Dorfbücherei
Marco Heyda/Stadtbibliothek Köln

Bibliothek der Zukunft: Tipps für die Dorfbücherei

Die Nutzerzahlen vieler Bibliotheken in kleinen Kommunen sinken. Oft fehlt der Anker, der Besucher anlockt. Tipps und Tricks wie Politik und Bibliotheken den Trend umkehren können. Der letzte Teil unserer Reihe "Bibliothek der Zukunft".

Beim Öffnen der Bücherei stellt er den Aufsteller mit dem Hinweis auf den 3D-Drucker vor den Ziegelbungalow. Schnell geht er an den Arbeitsplätzen entlang, um zu prüfen, ob auch alle PCs eingeschaltet und mit dem WLAN verbunden sind. An den Bücherregalen vorbei, geht er durch die Sessellandschaft zum Ausleihterminal.
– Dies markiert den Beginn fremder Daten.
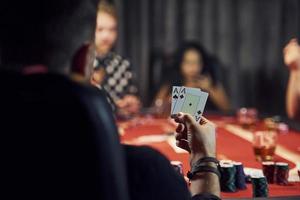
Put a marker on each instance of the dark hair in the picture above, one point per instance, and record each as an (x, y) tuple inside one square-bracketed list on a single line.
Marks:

Auseinanderklaffen bei Modernisierung und Digitalisierung

Wie so viele Bibliothekare, bemüht sich Ingo Tschepe, Leiter der Stadtbücherei Norderstedt, um die Modernisierung seiner vier Stadtteilbüchereien. Mit einem bescheidenen Budget und einer meist nicht allzu üppigen Personaldecke, haben es gerade die öffentlichen Büchereien in kleinen Kommunen schwer die Digitalisierungs- und Modernisierungstrends der Großstadtbibliotheken mitzumachen. Diese bauen derzeit ihre Räumlichkeiten komplett auf die Ansprüche eines Begegnungs- und Verweilortes um, bieten eine Fülle digitaler Medien, schaffen Roboter, 3D-Drucker und Virtual Reality-Brillen an und organisieren Veranstaltungen für jede Zielgruppe. Doch das setzt entsprechende personelle und finanzielle Ressourcen voraus.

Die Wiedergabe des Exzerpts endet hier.